For people diagnosed with Glioblastoma, the odds are not good. Life expectancy for this deadliest form of brain cancer is about a year, but that might change if the Food and Drug Administration approves a new treatment.

It would be the first non-chemical treatment for brain cancer. That would mean no radiation and no chemotherapy. It's undergoing clinical testing at the Swedish Neuroscience Institute in Seattle.

Doctor John Henson says the treatment consists of bombarding the tumors with focused electricity. Patients wear hats with electrodes inside that have shown signs of preventing cancer cells from dividing.

"If we can inhibit cell division within the tumor, then that will cause the tumor to stop growing or perhaps even make it shrink," he said.

Dellann Elliott went before a Food and Drug Administration panel last week asking that this new treatment be approved.

Glioblastoma took her husband Chris nine years ago, and she's been fighting ever since for increased funding for research and new and better treatments.

"I feel like I just jumped across the Grand Canyon for brain tumor patients," she said after that panel approved the treatment and sent it to the FDA for the final OK.

"There have only been three approved chemo's in the last 35 years for brain cancer," Elliott said. "When you look at that and see a new option that is completely safe and has a higher quality of life versus chemo, you know my message to the FDA panel was 'Why would you not approve this?'"

Elliott said it doesn't have the side effects and sickness associated with the current treatments for brain cancer.
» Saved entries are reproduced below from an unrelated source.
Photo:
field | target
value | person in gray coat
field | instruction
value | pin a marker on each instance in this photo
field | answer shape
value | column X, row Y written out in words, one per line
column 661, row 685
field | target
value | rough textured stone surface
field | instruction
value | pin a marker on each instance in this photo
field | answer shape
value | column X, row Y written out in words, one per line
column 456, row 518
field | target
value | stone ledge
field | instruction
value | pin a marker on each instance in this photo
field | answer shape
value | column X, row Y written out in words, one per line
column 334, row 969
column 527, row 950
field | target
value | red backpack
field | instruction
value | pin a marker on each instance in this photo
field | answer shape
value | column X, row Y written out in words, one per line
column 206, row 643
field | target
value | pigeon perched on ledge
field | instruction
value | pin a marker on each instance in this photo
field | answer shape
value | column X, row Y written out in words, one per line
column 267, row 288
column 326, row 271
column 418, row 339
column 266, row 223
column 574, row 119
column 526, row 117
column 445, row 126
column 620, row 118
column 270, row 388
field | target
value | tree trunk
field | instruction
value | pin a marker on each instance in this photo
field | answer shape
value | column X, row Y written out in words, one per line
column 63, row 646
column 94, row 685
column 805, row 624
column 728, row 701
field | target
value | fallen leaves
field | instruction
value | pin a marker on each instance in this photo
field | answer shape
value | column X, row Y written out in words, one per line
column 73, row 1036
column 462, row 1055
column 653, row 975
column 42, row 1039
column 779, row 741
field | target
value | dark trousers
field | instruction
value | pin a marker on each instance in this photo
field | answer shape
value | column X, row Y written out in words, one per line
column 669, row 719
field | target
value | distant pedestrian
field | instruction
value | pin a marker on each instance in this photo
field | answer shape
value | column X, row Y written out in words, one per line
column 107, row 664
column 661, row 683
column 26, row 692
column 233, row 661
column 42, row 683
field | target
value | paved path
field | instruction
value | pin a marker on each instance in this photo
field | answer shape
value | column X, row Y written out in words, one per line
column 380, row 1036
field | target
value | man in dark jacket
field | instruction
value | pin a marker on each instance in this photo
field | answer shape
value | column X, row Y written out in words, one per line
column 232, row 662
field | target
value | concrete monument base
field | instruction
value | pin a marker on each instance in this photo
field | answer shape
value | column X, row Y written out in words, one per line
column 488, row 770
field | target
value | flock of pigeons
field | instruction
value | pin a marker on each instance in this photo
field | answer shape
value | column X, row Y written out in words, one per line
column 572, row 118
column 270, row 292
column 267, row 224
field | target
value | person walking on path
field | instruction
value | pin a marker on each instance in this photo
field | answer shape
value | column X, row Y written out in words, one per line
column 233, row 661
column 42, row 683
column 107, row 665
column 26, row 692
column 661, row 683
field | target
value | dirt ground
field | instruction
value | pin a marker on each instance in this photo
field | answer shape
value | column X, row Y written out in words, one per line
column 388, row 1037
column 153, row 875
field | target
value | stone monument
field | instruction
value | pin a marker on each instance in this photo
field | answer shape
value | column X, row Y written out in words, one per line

The only thing patients complain of, she said, is that their heads get warm.

Dr. Henson is excited to potentially have another option for treating patients because there are so few choices.

"After one episode of progressive disease, we run out of effective treatment options," he said. "This is a completely new angle of attack, if you will, on the tumor." It might make living with Glioblastoma manageable or even increase the odds or length of survival.

The FDA is expected to announce its decision on this new brain cancer treatment in a few months.